A mesma lógica valeria para instagrammers, assim como para políticos e ativistas. Qual seria a consequência prática? YouTube, Twitter, Facebook e similares já têm avisado nos bastidores: haverá censura privada, e prévia. As plataformas não vão colocar o delas na reta. Ainda mais em meio ao conturbado cenário político, social e jurídico de um país, o Brasil, que nem é o de sede dessas multinacionais. Se fosse nos EUA, seria outra história – como já foi, com Zuckerberg e outros se posicionando à favor da liberdade de expressão. Por aqui, a realidade é outra.
Sendo assim, qualquer fala mais polêmica de Felipe Neto, Nando Moura ou Henry Bugalho, assim como de políticos e de ativistas – vale repetir –, e de jornalistas que atuem como articulistas, seria impedida de ser publicada nas redes sociais. Essa será a consequência. Friso: censura prévia, executada por empresas privadas estrangeiras, em solo nacional, e por impulso de uma possível (e aguardada) decisão do STF.
Nos bastidores, o clima está tenso. De um lado, as plataformas digitais defendem a visão de que não querem realizar esse tipo de procedimento. Sim, elas compram para si mesmas a responsabilidade de garantir preceitos básicos, já indicados em seus termos de uso, calibrando algoritmos e equipes de profissionais para impedir a veiculação de atrocidades.
No entanto, essas companhias não se notam com a competência de predizerem o que pode ser tido como ilegal, ou não, em cada novo julgamento acerca do tema da liberdade de expressão. Se o artigo 19 cair, vão se resguardar à postura de simplesmente não permitir assuntos polêmicos em suas redes (da forma como algumas dessas já atuam na China, aliás) – em tempo: e isso vale também para ferramentas de blogs e de criação de sites. Corre-se o perigo de Facebook, Twitter, YouTube, territórios importantes para a discussão pública na ágora virtual (por mais que esses debates sejam conturbados, com fake news, ataques gratuitos, assassinatos de reputações, movimentos absurdos de “cancelamento” em massa…), virarem campos de puro entretenimento, de unboxing e slimes. Papos mais sérios seriam sumariamente deletados.
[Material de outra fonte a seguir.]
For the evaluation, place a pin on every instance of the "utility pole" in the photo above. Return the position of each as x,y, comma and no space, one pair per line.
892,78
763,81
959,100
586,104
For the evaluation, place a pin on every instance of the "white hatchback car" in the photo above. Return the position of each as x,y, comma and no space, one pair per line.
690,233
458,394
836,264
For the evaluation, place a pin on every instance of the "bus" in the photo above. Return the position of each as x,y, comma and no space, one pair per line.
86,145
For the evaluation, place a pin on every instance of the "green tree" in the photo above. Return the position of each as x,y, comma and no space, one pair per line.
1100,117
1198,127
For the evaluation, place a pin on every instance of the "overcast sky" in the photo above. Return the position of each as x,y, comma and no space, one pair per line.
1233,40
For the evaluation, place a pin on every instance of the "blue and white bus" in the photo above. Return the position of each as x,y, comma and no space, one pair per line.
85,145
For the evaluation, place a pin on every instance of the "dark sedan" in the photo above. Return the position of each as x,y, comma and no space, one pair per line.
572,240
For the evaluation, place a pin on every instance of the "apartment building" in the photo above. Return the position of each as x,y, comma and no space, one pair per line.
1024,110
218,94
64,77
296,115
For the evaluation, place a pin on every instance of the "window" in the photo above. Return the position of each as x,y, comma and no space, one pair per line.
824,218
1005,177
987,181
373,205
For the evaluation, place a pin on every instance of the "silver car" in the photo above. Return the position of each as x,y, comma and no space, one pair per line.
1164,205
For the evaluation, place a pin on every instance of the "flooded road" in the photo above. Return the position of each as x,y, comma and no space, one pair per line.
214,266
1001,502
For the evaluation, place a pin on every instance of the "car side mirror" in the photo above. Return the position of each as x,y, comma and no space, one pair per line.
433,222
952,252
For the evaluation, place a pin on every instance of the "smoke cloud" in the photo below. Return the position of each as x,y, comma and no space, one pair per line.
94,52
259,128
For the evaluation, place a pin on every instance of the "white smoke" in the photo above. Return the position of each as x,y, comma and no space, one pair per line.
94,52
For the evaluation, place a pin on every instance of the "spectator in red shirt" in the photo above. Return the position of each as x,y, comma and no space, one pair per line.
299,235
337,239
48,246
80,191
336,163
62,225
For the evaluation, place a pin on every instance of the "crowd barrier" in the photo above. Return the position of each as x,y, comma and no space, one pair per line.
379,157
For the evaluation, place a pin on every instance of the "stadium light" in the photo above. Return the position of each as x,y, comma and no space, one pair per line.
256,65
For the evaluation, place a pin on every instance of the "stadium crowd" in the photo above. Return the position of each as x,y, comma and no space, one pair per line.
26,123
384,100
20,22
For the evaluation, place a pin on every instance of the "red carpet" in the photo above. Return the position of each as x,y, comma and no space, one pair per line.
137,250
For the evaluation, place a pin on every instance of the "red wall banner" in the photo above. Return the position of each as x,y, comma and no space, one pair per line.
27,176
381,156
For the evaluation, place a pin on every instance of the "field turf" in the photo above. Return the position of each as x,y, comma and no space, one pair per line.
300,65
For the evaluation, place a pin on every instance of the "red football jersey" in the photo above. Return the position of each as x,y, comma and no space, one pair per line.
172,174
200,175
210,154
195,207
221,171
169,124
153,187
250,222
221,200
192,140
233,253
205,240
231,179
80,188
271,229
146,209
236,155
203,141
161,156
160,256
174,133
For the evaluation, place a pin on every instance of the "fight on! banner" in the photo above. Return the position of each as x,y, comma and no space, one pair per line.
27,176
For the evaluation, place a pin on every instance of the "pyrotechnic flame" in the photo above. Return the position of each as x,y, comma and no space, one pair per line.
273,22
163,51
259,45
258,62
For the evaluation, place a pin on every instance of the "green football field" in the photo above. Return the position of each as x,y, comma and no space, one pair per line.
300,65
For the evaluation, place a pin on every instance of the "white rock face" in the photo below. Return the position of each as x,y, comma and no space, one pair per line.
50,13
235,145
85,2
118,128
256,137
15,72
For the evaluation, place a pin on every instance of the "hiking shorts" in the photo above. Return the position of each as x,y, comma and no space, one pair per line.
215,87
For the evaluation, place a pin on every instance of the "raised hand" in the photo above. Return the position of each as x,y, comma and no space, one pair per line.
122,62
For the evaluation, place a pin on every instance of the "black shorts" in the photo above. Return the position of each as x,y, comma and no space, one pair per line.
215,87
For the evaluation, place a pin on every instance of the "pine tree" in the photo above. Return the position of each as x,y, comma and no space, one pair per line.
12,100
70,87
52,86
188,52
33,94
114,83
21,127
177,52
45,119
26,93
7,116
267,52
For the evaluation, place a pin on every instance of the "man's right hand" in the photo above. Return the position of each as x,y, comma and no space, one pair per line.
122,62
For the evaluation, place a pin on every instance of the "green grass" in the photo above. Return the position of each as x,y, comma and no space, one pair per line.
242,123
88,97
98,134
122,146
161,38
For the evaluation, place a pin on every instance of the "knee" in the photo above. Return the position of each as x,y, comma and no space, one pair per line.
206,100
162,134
A bola agora foi passada ao STF. Caberá aos ministros, sabe-se lá exatamente quando, decidir para onde caminhará a liberdade de expressão no Brasil. Nos bastidores, está intenso o conflito entre representantes das empresas, com os atores políticos e judiciários envolvidos na peleja. Por enquanto, parece que o placar está a favor da liberdade de expressão. Vale batalhar para que continue assim. Para garantir o artigo 19. E assim garantir também a continuidade de um dos princípios mais básicos da sociedade democrática, assim brilhantemente descrito pelas palavras de Voltaire: “Posso não concordar com o que você tem a dizer. Mas defenderei até a morte o seu direito de falar”.
Em tempo:
Aliás, com o artigo 19 em voga, aí a sociedade (e a Justiça, como o STF) poderá ter também mais tempo, espaço e liberdade para cobrar outras responsabilidades que, aí sim, deveriam caber às mídias sociais, de YouTube a Facebook. Dois exemplos: o aprimoramento de algoritmos para que estes não ofertem em demasia, às vezes quase que apenas, conteúdos de teor radicalizado, extremo, pois estes mexem mais com as emoções do público; e a cada vez mais urgente necessidade de se pensar como exigir soluções das gigantes digitais para a recente destruição de empregos, frente ao advento de inovações como a inteligência artificial – reflexão proposta inclusive por Mark Zuckerberg, como destaquei em texto recente desta coluna.